また、現在は時価会計の研究をさらに進め、租税法研究の分野において所得の発生と実現テーマに博士論文を執筆中である。

【現在の研究テーマ】
1.インフレーション会計における資産課税のあり方の研究
2.税制改正がもたらす経営環境の変化予測と経営戦略(タックス プランニング)の研究
3.事業承継方法の研究
4.初学者に対するICT活用による会計学教育方法の研究
5.PBL教育におけるマルチメディア導入方法の研究

【学生へのメッセージ】
 いま自分の学生時代を振り返る。
 大学入学時に、私がこのような人生を送ると、誰が想像したであろうか。
 大学一年生のときは生きる目標が定まらず、自堕落にただ時間を過ごしていた。
 しかし、二年生のときに簿記会計に出合い、私の人生は大きく変わった。はじめて勉強が楽しいものだと感じた。それこそ寝食を忘れて簿記の問題を解いた。非常に充実した時間だった。

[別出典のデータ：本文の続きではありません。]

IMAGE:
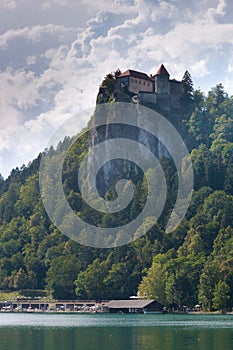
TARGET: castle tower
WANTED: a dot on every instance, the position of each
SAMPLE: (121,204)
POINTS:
(161,79)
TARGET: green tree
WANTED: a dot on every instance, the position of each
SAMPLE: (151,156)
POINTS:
(187,94)
(221,296)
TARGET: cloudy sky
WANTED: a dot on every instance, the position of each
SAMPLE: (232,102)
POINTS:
(55,53)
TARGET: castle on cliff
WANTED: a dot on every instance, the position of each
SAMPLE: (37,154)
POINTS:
(158,90)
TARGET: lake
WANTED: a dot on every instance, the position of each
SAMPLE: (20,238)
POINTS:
(115,332)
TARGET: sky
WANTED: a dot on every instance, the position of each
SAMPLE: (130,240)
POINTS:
(55,53)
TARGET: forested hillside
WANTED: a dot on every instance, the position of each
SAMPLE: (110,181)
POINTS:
(193,264)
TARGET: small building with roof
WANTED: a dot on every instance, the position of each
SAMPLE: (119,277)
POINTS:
(157,89)
(135,81)
(135,306)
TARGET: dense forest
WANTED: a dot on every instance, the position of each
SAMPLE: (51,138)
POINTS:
(191,265)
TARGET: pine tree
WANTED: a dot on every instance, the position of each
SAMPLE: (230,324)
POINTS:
(187,95)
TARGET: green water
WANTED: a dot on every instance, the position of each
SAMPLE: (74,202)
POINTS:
(115,332)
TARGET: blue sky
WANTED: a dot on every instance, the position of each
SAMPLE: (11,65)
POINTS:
(55,53)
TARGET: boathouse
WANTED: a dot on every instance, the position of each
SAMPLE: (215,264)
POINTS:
(135,306)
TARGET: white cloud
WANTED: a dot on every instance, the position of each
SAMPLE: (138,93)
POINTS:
(58,70)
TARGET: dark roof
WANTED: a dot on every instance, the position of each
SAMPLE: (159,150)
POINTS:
(162,71)
(127,304)
(134,73)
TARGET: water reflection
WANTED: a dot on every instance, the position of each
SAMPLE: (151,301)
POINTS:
(117,337)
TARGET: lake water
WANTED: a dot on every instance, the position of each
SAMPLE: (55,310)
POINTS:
(115,332)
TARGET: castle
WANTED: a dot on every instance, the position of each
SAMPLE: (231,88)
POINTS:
(157,89)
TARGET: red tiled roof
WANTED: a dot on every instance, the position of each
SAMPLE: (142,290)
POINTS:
(162,71)
(134,73)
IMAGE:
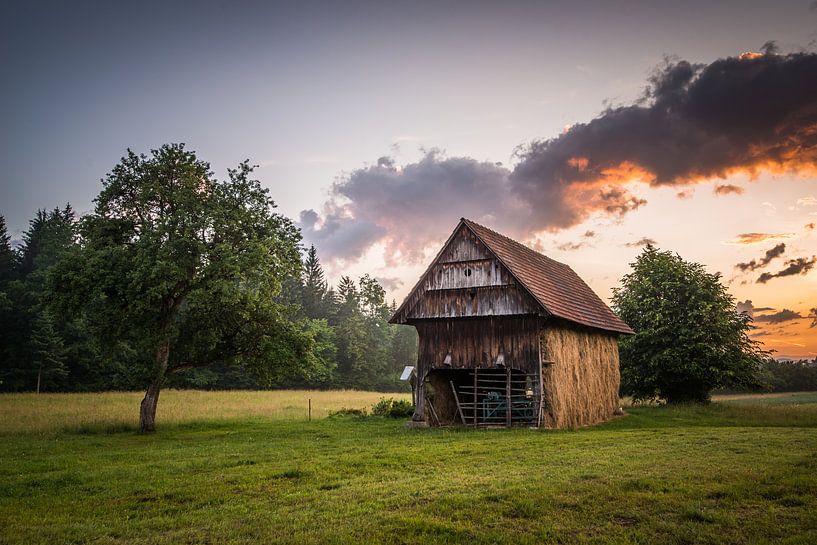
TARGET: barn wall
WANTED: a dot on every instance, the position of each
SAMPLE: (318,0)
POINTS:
(467,281)
(477,342)
(581,386)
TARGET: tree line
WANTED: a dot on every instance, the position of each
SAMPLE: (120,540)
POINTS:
(183,280)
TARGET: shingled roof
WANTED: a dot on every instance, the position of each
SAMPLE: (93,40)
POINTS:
(555,286)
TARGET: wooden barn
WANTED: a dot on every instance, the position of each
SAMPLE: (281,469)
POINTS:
(509,337)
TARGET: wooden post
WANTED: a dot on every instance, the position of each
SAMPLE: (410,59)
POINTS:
(434,413)
(508,402)
(476,370)
(457,399)
(420,408)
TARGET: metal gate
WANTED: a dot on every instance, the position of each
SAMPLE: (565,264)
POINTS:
(498,397)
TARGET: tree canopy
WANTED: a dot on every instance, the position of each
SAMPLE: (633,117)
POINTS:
(179,279)
(690,339)
(184,270)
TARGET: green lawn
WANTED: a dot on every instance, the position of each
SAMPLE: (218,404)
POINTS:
(727,473)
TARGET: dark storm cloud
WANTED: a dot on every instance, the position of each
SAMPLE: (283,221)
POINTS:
(694,123)
(409,207)
(801,265)
(784,315)
(770,254)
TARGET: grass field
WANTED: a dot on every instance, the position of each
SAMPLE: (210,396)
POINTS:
(737,471)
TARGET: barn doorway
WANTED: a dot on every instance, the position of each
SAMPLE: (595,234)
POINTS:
(482,397)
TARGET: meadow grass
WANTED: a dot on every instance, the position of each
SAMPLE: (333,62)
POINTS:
(724,473)
(118,411)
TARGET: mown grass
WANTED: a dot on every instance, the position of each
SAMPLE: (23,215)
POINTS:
(118,411)
(726,473)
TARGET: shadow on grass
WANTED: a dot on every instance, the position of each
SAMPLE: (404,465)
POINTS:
(717,415)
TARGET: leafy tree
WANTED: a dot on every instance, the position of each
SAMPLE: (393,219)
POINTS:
(180,270)
(47,351)
(689,338)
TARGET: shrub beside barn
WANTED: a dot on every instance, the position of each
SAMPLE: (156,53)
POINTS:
(508,336)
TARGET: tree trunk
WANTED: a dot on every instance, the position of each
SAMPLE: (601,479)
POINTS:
(147,409)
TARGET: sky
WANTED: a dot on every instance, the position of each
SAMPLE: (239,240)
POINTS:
(584,129)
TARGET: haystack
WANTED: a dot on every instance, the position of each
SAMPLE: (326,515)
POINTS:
(510,337)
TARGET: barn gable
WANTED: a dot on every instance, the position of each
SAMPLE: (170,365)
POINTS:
(466,279)
(479,272)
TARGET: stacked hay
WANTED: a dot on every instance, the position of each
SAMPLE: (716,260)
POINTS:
(581,385)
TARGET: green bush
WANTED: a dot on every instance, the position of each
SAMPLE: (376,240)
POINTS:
(393,408)
(354,413)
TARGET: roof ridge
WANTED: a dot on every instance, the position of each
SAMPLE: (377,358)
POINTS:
(514,242)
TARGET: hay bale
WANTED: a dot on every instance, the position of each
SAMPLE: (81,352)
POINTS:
(581,386)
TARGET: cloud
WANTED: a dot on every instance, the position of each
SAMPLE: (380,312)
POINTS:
(784,315)
(571,246)
(728,189)
(694,123)
(409,207)
(747,307)
(691,126)
(770,254)
(643,241)
(338,236)
(801,265)
(756,238)
(389,283)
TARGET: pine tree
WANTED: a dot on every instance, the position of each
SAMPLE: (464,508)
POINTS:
(314,286)
(8,258)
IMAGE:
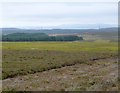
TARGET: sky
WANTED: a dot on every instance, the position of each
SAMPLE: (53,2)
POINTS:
(59,13)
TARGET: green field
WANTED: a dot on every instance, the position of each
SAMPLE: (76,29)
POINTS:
(21,58)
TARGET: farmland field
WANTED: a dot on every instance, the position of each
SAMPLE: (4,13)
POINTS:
(75,66)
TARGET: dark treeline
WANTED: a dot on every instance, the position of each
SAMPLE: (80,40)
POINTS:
(38,37)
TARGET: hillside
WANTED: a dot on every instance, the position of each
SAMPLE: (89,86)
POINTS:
(38,37)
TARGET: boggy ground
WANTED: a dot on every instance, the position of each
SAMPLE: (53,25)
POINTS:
(101,75)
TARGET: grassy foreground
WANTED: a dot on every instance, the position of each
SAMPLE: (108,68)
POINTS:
(21,58)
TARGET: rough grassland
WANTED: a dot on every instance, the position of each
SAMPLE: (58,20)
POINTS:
(25,58)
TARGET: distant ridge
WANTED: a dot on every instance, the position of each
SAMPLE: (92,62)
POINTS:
(56,31)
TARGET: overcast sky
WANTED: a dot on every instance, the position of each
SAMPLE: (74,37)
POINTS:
(50,13)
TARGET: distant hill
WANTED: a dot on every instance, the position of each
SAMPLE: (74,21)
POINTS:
(56,31)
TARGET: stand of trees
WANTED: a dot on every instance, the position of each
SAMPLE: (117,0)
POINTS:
(38,37)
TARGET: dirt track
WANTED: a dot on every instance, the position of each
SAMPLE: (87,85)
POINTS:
(101,75)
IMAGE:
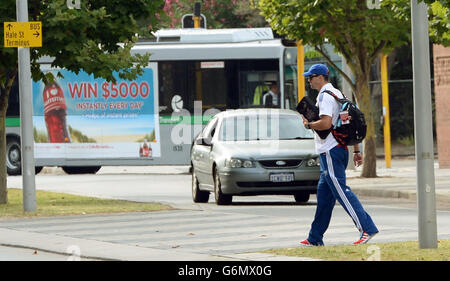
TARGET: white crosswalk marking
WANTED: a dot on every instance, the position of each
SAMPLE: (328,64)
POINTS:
(207,231)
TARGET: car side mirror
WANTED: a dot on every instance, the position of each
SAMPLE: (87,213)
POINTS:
(203,141)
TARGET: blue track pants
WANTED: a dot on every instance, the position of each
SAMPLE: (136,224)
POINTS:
(331,187)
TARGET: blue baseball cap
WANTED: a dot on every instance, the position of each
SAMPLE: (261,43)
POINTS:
(319,69)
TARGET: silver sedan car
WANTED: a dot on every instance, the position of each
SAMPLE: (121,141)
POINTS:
(254,152)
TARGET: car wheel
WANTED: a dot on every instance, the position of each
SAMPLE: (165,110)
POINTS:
(198,196)
(221,199)
(301,197)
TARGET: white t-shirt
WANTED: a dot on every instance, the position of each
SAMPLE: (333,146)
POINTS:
(327,106)
(274,98)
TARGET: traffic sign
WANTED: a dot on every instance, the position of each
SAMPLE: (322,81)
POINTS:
(23,34)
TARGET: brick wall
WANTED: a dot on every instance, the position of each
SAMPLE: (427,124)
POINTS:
(442,92)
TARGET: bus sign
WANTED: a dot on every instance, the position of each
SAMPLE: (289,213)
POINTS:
(23,34)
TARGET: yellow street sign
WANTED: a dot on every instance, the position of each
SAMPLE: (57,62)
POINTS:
(23,34)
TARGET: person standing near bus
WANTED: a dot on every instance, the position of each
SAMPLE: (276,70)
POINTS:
(333,163)
(272,96)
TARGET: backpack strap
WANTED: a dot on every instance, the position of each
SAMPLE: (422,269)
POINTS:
(334,96)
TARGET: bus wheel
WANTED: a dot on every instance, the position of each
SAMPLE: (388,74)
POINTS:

その結果三年生の時には、日商簿記検定1級、税理士簿記論、財務諸表論に合格することができ、大学を卒業した年には、税理士試験の合格科目は四科目になっていた。その後、税理士受験学校の講師を経て税理士を開業し、いま白鴎の教壇に立つ。
 人生は面白いものだと思う。君たちにも、学生時代に充実した時間を過ごしてもらいたい。もちろんすべてが順調であったわけではない。しかし失敗を悔やむことも、恐れることもない。あの無為に過ごした時間があったからこそ、今の自分があるのかもしれないのだから。